Ireland’s premier said coming face to face with the horrors inflicted by Russia has convinced him that Ukraine will ultimately emerge from the victorious war.
Taoiseach Leo Varadkar pledged to stand with Ukraine for as long as it takes after holding talks with President Volodymyr Zelensky in Kyiv.
On a day-long unannounced trip to the Ukrainian capital, Mr. Varadkar visited the sites of several atrocities committed in the early weeks of the Russian invasion.
He was taken to the church grounds where a mass grave was found and a bridge where fleeing civilians were bombed and laid a soft toy at a memorial for children killed in the conflict, the youngest was only two days old.
The Taois each also participated in a number of other wreaths and flower-laying ceremonies to commemorate those who have lost their lives defending Ukraine.
“I came face to face with the horror that Russia’s forces have inflicted on civilians here in Ukraine,” he said afterwards.
After an hour-long meeting with President Zelensky, Mr Varadkar reiterated Ireland’s support for Ukraine’s accession to the EU and called for the negotiation process to start before the end of the year.
He is also committed to taking a lead role to set up international tribunals to prosecute crimes committed in Ukraine and to assist in efforts to de-mine vast swathes of Ukrainian land.

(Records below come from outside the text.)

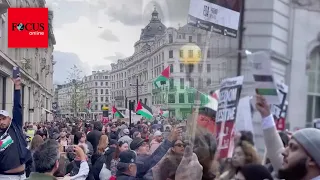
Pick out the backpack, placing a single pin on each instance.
(105, 174)
(75, 169)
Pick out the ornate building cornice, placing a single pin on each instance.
(307, 4)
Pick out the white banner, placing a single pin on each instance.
(220, 17)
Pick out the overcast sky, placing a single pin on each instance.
(95, 33)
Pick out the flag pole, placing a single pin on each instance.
(196, 112)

The Taois each made clear that while Ireland was militarily neutral it was not politically neutral, and announced an additional five million euros in humanitarian funding to help respond to the attack on the Kakhovka dam and other areas.

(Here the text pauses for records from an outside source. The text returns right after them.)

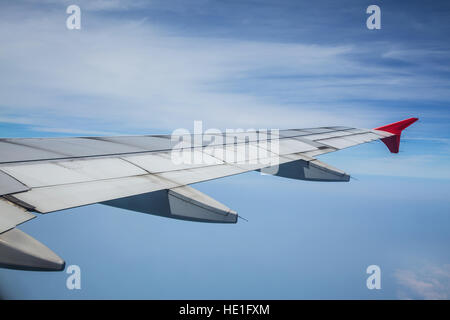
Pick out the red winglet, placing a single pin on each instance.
(393, 142)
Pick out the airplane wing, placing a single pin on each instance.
(152, 174)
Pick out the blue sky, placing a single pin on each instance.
(139, 67)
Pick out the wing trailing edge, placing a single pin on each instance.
(183, 203)
(20, 251)
(310, 170)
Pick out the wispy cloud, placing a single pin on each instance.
(432, 282)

“Perhaps Russia believes that it can break the resolve of the Ukrainian people, but I know from the way you fought for the past few years, and from my visit here, that it cannot,” he said.

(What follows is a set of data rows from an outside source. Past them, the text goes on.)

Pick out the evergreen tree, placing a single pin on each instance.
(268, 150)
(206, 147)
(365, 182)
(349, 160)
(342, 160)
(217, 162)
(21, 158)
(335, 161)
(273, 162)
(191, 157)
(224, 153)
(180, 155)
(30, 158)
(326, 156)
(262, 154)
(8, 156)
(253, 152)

“My visits to the sites of these atrocities this morning, and my meeting here in Kyiv, has confirmed to me that Russia will not succeed, and Russia cannot be allowed to succeed.
“This is the 21st century and the idea that national boundaries can be changed by violence, or the democratically elected governments can be overthrown by foreign invasion, must be perish.
“We need to make sure that Ukraine succeeds, that it wins this war, so that no other country gets attacked.
“If Russia thinks that targeting civilians and essential infrastructure will discourage Ukraine’s friends, including Ireland, well, that’s wrong.”
He added: “We will stand with Ukraine for as long as it takes. Ukraine will prevail and Ukraine will be rebuilt.”
Mr Varadkar also revealed that an investigation was under way into an image of a drone downed in Ukraine which had a “Made In Ireland” stamp on it.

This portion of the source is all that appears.